Мне было очень страшно, когда через час я снова пришла к могиле дяди Инце. Снега становилось все больше, теплых ботинок у меня не было, не было и варежек; я знала, что Гизика давным-давно дома, на столике горит лампа, Гизика пьет какао и закусывает калачом. Монета была холодной, я еле нашла ее, еле откопала закоченевшими пальцами из-под снега. На улицах продавали каштаны и печеные кабачки, я постояла возле печурок и нагретых кирпичей, но так ничего и не купила. Из нашего дома неслись гаммы. Деньги у нас хранились в кухонном шкафу, в чашке. Я бросила туда пенге. Поплакала я совсем немного: не было времени, надо было приниматься за ужин.

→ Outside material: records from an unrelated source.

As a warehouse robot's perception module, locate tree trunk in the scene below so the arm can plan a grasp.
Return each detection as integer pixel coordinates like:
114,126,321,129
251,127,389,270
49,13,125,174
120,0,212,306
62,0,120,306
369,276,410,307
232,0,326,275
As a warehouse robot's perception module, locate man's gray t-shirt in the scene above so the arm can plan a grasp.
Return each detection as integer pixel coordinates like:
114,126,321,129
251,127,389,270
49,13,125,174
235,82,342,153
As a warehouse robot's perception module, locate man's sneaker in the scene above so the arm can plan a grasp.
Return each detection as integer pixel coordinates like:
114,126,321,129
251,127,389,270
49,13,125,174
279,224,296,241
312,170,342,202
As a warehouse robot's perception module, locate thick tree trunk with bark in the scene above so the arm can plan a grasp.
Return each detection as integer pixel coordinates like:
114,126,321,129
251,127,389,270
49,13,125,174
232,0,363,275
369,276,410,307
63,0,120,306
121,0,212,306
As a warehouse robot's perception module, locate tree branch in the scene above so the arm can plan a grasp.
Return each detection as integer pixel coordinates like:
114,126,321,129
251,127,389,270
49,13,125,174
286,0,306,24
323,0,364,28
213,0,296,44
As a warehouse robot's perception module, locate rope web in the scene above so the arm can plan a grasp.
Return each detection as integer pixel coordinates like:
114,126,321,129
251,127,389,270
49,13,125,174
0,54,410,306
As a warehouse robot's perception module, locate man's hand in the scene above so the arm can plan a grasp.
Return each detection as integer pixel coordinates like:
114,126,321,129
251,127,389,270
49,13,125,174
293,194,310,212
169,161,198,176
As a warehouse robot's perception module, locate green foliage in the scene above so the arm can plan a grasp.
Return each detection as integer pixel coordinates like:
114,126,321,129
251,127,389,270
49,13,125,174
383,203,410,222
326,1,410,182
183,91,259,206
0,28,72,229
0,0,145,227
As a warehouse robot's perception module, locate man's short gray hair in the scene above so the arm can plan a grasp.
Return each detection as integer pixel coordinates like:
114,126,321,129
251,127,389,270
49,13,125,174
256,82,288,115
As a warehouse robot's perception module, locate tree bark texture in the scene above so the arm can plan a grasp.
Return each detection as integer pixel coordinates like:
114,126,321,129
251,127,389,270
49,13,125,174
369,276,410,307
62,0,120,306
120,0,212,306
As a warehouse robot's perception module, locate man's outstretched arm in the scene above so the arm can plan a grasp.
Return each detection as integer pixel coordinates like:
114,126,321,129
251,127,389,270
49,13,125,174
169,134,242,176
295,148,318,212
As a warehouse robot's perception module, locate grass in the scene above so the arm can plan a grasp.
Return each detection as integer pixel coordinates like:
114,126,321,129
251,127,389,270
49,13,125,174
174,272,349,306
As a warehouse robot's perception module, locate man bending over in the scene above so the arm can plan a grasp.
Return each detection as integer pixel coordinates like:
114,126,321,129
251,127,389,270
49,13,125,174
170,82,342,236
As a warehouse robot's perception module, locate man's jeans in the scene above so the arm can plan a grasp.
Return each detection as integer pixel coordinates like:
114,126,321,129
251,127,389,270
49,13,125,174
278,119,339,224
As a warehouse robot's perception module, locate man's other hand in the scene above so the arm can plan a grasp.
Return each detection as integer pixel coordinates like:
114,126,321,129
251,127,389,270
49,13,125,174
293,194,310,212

Я любила тебя. Пусть я редко говорила об этом, пусть никогда не могла показать свою любовь в полной мере. Но я любила тебя. В тот вечер, когда ты повел меня в Крепость, смотреть иллюминацию, и перед церковью бросил монетку нищему, я сначала высмеяла тебя, сказала, что теперь, по крайней мере, у него будет что пропивать. Мы дошли до. угла; перед нами лежала длинная тень памятника Святой троицы, из открытых дверей церкви лился свет. Я оглянулась назад. Ты только головой качал, когда я вырвала у тебя свою руку, побежала обратно и высыпала все деньги, которые были у меня в кошельке, на колени старику – и потом побежала дальше, совсем в другом направлении, к Рыбацкому бастиону; ты еле догнал меня. «Сумасшедшая», – сказал ты, целуя меня; я стояла, прижавшись к тебе, и думала, что ты даже не подозреваешь, какая я сумасшедшая – ведь я ни разу в жизни не подала нищему; теперь у меня текут слезы, я размазываю их по лицу, а ты и не догадываешься, что я плачу от страха – от страха перед самой собой, перед этой чуждой мне женщиной, которая бросает нищему деньги и желает ему всего доброго.
17
Школьники.
В руках у них мячи, сумки с полдником, один что-то жует. Их ведут две учительницы: одна идет с первой парой, вторая – с последней. Интересно, о чем они думают? В той, что сзади, в молодой, есть еще что-то естественное, она хоть похожа на женщину. Та, что впереди, уже седая; прежде чем остановиться, она осматривается кругом; за спиной у нее мальчишка в клетчатой рубашке поднял с земли улитку и бросил в колодец; ни одна из учительниц ничего не заметила. Мелькают мячи и булочки в болтающихся на плече сетках. Дети молчат и внимательно все разглядывают: солнце, меня, птицу на ветке, сохнущие кроны деревьев. Показывают друг другу то одно, то другое; им интересен садовник, который сидит и бормочет себе под нос. Учительница что-то объясняет им, оглядываясь на меня и садовника; оба мы ей мешаем: садовник бормочет какие-то непонятные слова, а я сижу на земле босиком; от нас веет чем-то, что не умещается в ее представлении о порядке – мы живые, но живые не так, как полагается. Та, что помоложе, заглядывает в колодец; солнце пронизывает воду. «Благодарность нации», – говорит старая учительница. Пичуга моя вспорхнула с дерева; лишь теперь я вижу, что это не воробей: у нее желтая манишка, на шее зеленое ожерелье. Дети зачарованно смотрят ей вслед.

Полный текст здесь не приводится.